Un manager doit-il être apprécié ?

Leadership

C’est une croyance très répandue en entreprise :
👉 un bon manager serait un manager apprécié.

Sur le terrain, c’est souvent l’inverse.

Dans de nombreuses PME, des dirigeants et managers cherchent à préserver la relation, l’ambiance ou leur image…au détriment de décisions pourtant nécessaires.

Résultat :

  • des recadrages évités
  • des exigences floues
  • des équipes confortables… mais peu performantes

Le problème n’est pas l’envie d’être apprécié.

Le problème, c’est quand cette envie devient un frein au management.

Être aimé ou être suivi : une différence clé

Un leader efficace ne cherche pas à être aimé.
Il cherche à être suivi.

Pourquoi ?

Parce que le rôle du manager n’est pas de créer du confort.
C’est de créer de la clarté, du cadre et du mouvement.

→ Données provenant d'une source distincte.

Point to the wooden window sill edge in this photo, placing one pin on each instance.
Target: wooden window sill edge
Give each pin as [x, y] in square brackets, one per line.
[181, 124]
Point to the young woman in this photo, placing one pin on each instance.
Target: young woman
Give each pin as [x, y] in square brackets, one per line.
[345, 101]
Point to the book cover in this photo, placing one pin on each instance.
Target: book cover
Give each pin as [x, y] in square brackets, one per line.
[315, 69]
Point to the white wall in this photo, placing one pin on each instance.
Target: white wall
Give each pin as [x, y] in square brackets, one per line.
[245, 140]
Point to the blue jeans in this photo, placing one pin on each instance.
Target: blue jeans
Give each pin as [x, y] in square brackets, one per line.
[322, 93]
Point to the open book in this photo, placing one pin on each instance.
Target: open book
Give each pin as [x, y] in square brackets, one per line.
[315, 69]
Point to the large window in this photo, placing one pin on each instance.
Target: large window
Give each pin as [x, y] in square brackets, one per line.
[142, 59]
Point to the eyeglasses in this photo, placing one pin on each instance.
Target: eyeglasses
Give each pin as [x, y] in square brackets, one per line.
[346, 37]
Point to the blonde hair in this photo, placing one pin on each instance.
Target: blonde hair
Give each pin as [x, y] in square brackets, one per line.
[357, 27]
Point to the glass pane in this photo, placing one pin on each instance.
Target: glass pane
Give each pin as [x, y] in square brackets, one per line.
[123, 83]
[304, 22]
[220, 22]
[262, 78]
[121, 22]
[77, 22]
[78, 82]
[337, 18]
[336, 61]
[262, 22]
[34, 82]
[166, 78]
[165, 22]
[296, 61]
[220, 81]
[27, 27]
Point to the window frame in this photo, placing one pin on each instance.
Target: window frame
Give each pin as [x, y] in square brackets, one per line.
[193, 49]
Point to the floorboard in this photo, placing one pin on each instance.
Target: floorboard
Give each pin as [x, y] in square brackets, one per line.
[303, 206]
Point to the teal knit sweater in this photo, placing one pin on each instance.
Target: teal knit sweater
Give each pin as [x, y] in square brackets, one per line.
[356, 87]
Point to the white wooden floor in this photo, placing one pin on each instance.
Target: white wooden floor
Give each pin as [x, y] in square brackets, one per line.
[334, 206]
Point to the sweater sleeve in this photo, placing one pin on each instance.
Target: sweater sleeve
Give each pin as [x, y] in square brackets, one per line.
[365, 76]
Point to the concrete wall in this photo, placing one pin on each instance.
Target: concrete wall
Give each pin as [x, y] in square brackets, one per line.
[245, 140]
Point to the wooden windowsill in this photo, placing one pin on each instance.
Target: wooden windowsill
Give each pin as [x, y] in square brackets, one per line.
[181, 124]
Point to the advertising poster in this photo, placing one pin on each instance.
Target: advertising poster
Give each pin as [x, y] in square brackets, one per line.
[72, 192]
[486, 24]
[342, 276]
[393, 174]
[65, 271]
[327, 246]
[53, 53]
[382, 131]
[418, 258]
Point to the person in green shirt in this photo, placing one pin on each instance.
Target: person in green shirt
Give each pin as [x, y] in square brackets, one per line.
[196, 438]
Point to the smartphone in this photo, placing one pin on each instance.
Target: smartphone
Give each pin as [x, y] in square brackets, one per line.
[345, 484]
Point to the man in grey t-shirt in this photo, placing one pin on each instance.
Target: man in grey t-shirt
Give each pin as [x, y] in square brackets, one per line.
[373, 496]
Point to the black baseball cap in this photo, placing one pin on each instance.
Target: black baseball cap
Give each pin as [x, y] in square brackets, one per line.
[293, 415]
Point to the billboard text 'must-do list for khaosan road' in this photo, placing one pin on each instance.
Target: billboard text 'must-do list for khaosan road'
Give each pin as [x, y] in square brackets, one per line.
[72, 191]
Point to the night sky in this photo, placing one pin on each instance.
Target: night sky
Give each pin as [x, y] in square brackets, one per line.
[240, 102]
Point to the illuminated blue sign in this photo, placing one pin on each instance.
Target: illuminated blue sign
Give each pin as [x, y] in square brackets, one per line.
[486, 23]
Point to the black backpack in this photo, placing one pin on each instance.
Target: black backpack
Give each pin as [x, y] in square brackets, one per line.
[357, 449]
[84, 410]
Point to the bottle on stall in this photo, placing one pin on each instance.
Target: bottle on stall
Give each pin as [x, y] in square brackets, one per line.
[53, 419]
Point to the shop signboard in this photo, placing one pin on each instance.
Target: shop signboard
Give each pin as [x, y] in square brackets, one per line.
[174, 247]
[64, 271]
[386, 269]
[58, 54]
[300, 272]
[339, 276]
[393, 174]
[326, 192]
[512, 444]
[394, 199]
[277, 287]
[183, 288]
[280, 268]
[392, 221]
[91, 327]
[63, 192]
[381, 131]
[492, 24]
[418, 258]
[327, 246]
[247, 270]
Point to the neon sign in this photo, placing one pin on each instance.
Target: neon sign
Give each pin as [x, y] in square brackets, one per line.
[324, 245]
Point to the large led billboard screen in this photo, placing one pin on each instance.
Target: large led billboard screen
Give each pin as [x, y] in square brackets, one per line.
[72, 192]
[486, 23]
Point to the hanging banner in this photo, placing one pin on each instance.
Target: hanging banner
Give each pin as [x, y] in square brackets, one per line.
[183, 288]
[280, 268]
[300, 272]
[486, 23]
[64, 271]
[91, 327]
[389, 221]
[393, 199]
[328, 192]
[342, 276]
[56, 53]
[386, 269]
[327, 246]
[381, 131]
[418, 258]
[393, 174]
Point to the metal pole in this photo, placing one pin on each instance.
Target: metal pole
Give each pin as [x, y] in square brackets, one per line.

Dans les faits, cela implique :

  • prendre des décisions parfois impopulaires
  • recadrer des comportements
  • maintenir un niveau d’exigence constant

👉 Et ces actions ne rendent pas toujours “populaire”.

Mais elles construisent quelque chose de bien plus solide :
la crédibilité.

Les signaux faibles d’un management trop “apprécié”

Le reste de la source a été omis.